En la actualidad, lo que hace que el aula de clases se vuelva intolerable para un importante número de estudiantes y docentes son los conflictos cotidianos y los actos violentos que se repiten en la vida diaria y la convivencia en las instituciones educativas. 

El progreso de la convivencia en las instituciones educativas, son una necesidad fundamental para enfrentarse a la violencia. Conseguir un buen ambiente de convivencia no se hace de la noche a la mañana, se consigue con un largo trabajo de información y formación del docente. La convivencia no es nada fácil, sobre todo cuando en el entorno educativo llegan a ser parte de conflictos que no llegan a solucionarse. Estos conflictos que no se solucionan y que se dejan pasar porque no se le da la importancia que realmente tienen, crean un clima deteriorado que pueden producir episodios de violencia en las aulas de clases. 
No obstante, se debe intentar crear una cultura de diálogo y negociación, con ello, se podrá conseguir buenas prácticas sobre educación para la convivencia donde se disuelven los conflictos de la forma más pacífica posible, construyendo una cultura escolar que huya de recetas y dé soluciones milagrosas que no existen. 
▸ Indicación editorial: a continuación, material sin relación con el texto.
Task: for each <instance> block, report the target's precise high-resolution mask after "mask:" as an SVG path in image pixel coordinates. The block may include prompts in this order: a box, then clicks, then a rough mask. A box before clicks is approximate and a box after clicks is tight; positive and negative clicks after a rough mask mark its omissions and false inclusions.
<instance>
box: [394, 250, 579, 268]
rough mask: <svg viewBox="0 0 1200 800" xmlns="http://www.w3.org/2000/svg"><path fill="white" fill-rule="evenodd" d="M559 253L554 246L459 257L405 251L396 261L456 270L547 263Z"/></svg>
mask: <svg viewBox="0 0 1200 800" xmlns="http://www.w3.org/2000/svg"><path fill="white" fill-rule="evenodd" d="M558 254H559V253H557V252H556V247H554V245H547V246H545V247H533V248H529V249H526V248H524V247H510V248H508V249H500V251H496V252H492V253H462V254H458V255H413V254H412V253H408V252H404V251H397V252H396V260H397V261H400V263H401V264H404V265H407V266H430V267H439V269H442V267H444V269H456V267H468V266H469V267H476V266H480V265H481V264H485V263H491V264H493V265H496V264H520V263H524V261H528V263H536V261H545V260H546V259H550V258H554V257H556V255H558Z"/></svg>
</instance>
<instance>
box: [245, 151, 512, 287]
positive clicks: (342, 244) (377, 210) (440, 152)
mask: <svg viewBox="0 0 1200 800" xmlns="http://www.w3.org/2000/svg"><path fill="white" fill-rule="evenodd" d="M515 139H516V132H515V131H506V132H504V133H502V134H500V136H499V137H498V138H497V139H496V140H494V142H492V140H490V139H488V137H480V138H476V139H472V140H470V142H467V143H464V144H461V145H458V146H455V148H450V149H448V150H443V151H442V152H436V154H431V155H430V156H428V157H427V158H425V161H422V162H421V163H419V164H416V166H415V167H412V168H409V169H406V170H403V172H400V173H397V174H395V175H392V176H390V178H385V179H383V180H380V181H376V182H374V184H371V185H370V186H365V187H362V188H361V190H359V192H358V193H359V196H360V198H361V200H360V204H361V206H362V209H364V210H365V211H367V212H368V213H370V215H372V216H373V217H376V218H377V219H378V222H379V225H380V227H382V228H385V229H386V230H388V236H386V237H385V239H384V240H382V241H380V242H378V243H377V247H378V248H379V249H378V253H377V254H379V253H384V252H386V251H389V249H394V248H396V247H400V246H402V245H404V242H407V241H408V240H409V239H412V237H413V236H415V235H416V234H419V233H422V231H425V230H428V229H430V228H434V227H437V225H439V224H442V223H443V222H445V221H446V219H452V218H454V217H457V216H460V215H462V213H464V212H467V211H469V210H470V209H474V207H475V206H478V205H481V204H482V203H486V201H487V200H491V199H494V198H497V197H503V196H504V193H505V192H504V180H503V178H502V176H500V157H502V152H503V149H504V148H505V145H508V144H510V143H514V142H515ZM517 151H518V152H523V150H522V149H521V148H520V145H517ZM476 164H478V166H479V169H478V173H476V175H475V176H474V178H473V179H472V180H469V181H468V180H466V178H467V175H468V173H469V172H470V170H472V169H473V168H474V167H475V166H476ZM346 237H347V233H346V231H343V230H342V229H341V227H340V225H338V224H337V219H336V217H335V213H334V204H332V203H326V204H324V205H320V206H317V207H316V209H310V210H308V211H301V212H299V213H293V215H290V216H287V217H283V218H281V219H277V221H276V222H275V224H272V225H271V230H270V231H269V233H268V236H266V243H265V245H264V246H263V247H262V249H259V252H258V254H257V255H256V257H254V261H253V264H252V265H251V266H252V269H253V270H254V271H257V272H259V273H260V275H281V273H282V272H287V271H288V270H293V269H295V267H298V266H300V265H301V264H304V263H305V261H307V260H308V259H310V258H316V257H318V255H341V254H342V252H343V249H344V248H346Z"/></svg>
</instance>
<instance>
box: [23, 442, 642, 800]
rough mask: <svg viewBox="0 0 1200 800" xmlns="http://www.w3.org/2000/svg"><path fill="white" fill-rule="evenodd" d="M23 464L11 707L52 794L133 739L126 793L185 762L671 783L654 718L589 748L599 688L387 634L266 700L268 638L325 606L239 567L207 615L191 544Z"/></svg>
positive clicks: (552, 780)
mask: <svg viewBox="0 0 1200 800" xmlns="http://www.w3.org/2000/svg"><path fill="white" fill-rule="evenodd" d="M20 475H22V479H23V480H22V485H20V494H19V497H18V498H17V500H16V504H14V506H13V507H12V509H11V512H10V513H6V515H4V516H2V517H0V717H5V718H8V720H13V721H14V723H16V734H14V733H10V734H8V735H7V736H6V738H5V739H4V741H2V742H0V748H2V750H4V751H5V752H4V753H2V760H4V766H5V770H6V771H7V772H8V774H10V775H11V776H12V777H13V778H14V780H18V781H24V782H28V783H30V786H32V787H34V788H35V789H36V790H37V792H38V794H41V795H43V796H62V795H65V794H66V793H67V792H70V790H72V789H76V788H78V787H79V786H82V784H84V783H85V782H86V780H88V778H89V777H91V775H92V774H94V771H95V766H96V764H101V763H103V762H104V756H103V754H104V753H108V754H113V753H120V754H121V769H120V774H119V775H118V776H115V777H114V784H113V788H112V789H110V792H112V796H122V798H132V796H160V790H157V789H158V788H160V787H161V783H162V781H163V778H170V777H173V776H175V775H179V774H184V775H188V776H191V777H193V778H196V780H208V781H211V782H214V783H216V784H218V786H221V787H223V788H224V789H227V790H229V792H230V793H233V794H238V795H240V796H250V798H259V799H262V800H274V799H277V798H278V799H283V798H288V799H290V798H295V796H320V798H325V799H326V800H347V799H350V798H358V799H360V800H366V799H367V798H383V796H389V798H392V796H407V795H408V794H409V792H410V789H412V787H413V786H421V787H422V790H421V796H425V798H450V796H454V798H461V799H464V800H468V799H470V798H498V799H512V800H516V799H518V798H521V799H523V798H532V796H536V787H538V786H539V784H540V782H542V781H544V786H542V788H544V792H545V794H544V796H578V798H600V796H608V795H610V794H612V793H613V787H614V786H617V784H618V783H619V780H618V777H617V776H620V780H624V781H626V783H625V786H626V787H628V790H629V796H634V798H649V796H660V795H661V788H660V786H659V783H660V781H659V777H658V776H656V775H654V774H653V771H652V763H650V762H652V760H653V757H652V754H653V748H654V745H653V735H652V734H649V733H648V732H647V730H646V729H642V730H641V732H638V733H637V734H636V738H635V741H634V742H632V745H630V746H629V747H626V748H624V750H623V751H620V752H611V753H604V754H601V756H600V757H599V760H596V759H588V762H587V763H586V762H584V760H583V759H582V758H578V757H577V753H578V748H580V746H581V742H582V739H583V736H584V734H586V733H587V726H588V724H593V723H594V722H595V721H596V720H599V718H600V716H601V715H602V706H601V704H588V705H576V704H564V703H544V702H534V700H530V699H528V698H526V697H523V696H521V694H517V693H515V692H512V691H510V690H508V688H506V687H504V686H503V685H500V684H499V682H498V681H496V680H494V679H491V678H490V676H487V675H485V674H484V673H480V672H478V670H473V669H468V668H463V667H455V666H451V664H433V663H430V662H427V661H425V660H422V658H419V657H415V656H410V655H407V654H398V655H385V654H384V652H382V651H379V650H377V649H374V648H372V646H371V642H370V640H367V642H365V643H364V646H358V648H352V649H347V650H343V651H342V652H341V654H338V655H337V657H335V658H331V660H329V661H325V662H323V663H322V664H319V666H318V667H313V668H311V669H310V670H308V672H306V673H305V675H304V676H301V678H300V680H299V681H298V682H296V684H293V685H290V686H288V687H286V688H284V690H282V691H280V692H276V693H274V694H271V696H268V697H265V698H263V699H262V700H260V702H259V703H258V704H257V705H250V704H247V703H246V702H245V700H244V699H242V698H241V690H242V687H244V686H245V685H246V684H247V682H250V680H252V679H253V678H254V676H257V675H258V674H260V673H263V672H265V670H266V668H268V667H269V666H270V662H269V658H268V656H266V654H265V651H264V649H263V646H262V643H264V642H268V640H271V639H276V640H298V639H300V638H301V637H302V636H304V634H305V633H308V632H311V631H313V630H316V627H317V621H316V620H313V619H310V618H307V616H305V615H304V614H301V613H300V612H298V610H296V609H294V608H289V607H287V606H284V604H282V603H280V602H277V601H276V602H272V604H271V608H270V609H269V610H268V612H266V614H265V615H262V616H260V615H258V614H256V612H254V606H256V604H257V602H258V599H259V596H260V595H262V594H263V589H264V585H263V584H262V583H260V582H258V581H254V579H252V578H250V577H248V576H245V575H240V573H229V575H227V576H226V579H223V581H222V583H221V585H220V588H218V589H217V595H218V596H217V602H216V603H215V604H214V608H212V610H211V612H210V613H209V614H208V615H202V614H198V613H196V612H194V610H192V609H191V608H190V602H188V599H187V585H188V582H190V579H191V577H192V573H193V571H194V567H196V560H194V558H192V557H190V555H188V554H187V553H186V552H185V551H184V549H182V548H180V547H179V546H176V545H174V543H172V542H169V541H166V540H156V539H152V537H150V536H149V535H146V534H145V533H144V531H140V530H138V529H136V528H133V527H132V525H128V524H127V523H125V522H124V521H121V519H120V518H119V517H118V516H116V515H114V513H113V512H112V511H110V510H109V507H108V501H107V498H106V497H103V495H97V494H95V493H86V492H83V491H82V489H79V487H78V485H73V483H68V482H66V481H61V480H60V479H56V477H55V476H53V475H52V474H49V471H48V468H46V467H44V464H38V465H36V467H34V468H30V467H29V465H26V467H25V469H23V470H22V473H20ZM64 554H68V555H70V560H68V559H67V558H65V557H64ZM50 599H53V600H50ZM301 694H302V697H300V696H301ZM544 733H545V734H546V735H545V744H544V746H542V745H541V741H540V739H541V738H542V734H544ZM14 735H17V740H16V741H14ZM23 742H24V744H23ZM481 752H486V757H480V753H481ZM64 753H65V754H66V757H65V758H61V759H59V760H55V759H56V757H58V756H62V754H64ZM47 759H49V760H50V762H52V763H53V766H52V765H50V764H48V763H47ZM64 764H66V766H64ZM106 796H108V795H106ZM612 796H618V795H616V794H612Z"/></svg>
Tratar de tener en cuenta a las explicaciones del docente, y tratar de comprender contenidos académicos que están casi siempre por encima de lo que la atención del estudiante, puede captar sin esfuerzo, estudiar cómo resolver los conflictos cognitivos que se requieren, de un esfuerzo intelectual que significa dominar, al mismo tiempo, muchas cosas. Para que el estudiante se esfuerce intelectualmente debe de tener una motivación intrínseca, es decir, la que se genera en el entusiasmo y tener actitudes positivas de pensar que el esfuerzo que deben de realizar tendrá una recompensa, es decir, logrará el éxito. 
Además, el estudiante debe verse que está apoyado y valorado para poder aprender el beneficio que le pueden dar los estudios a largo plazo, lo que conllevará a mejorar su propia identidad personal. Eso es lo que ocurre actualmente, en la educación, que no tienen ese apoyo externo de sus familias o de sus docentes y que no pueden encontrar esa motivación interna que necesitan. 
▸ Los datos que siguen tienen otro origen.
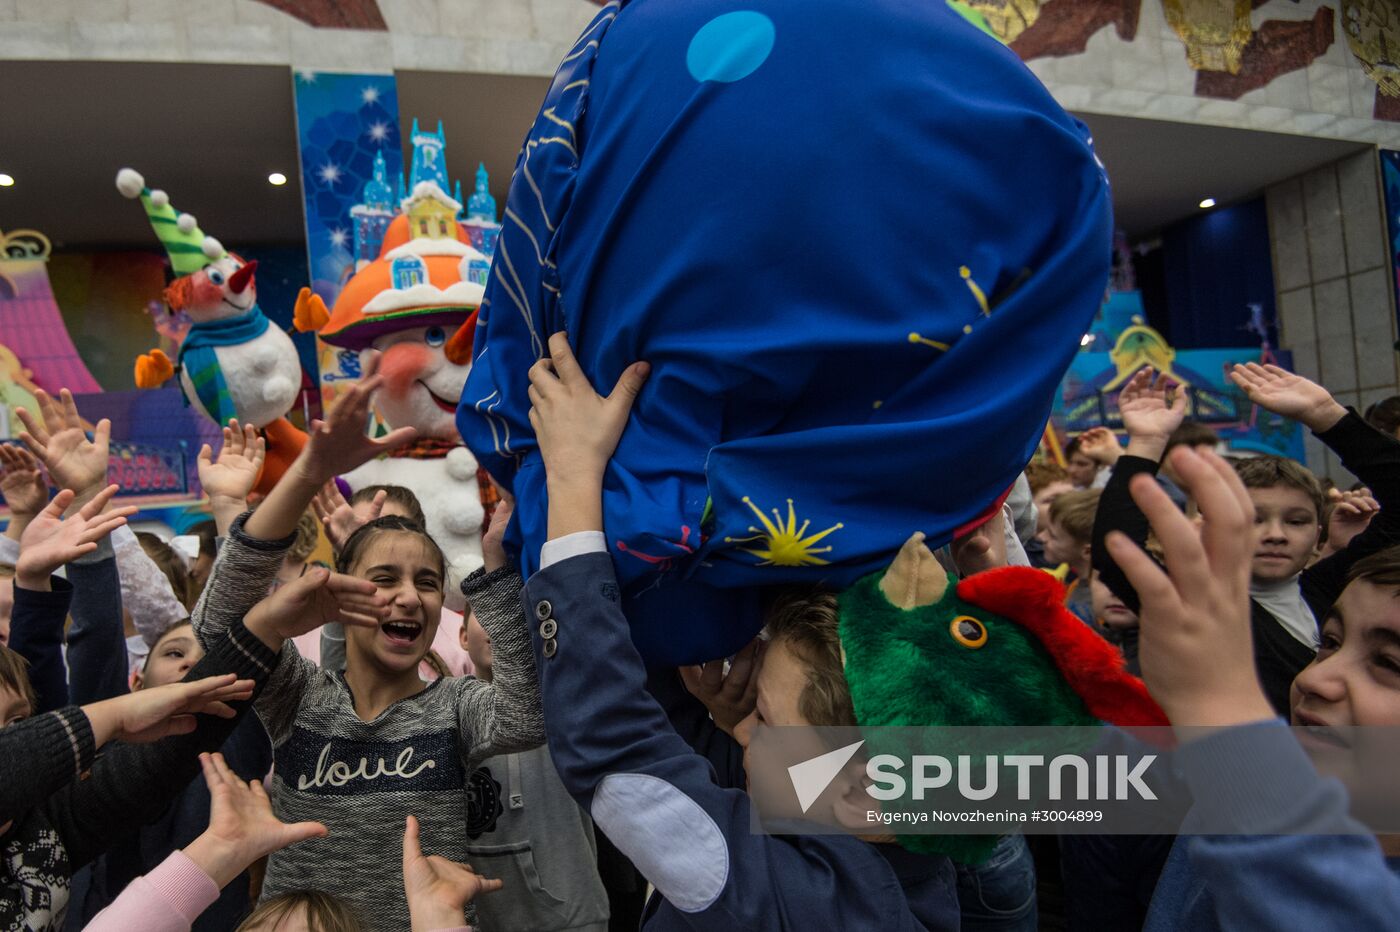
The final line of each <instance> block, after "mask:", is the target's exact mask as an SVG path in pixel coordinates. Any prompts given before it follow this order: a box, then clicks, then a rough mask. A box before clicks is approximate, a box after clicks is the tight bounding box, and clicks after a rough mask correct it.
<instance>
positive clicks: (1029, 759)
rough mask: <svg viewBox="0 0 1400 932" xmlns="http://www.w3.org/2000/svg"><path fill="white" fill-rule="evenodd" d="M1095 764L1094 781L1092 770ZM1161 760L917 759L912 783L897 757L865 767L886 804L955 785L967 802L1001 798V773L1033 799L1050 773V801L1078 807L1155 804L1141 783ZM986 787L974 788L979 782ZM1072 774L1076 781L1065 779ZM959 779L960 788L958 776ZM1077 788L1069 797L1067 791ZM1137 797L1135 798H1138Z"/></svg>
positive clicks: (1028, 758)
mask: <svg viewBox="0 0 1400 932" xmlns="http://www.w3.org/2000/svg"><path fill="white" fill-rule="evenodd" d="M1091 760H1092V761H1093V765H1092V772H1093V778H1092V779H1091V777H1089V774H1091V765H1089V761H1091ZM1154 761H1156V754H1147V756H1144V757H1138V758H1135V760H1134V758H1130V757H1128V756H1127V754H1095V756H1093V757H1085V756H1082V754H1057V756H1056V757H1051V758H1050V761H1049V763H1047V761H1046V756H1044V754H1005V756H1000V757H998V756H997V754H986V756H983V757H981V761H980V763H979V761H977V758H976V757H974V756H972V754H958V756H956V757H955V758H948V757H944V756H941V754H914V756H913V758H911V760H910V761H909V771H910V778H909V779H906V778H904V775H903V774H902V772H900V771H902V770H903V768H904V763H906V761H903V760H900V758H899V757H896V756H895V754H876V756H875V757H871V758H869V761H868V763H867V765H865V774H867V775H868V777H869V778H871V781H874V782H872V785H869V786H867V788H865V792H868V793H869V795H871V796H872V798H875V799H879V800H882V802H889V800H893V799H904V798H906V795H907V796H909V798H911V799H917V800H923V799H924V796H925V793H927V792H928V791H931V789H942V788H945V786H952V785H956V788H958V793H959V795H960V796H962V798H963V799H972V800H977V802H981V800H986V799H993V798H995V796H997V792H998V789H1000V785H1001V781H1000V775H1001V771H1002V770H1014V771H1016V775H1015V779H1016V799H1019V800H1028V799H1030V798H1032V779H1033V778H1035V775H1036V774H1035V771H1036V770H1037V768H1042V767H1044V768H1047V774H1046V777H1047V788H1049V798H1050V799H1053V800H1057V802H1058V800H1063V799H1070V800H1074V802H1089V800H1091V799H1096V800H1106V799H1116V800H1127V799H1156V793H1154V792H1152V788H1151V786H1148V785H1147V784H1145V782H1142V777H1144V775H1145V774H1147V770H1148V767H1151V765H1152V763H1154ZM979 771H980V779H981V785H980V786H976V785H973V784H974V781H976V779H977V777H979ZM1065 771H1071V774H1072V775H1071V777H1070V778H1067V777H1065ZM955 774H956V784H955V782H953V777H955ZM1067 788H1072V789H1071V792H1070V793H1068V795H1065V789H1067ZM1133 793H1135V796H1134V795H1133Z"/></svg>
Tener una estima académica supone el reconocimiento social de que el esfuerzo que está realizando con el que se ve recompensado con buenas calificaciones. Con ello el estudiante podrá darse cuenta de que todo va bien y que se están cumpliendo todas las expectativas que se han depositado en él. Por el contrario, el fracaso escolar conlleva a tener sensación de fracaso general e implica que su autoestima personal esté por los suelos. Esto conlleva que la motivación interna del estudiante falla y que el desánimo de incrementa.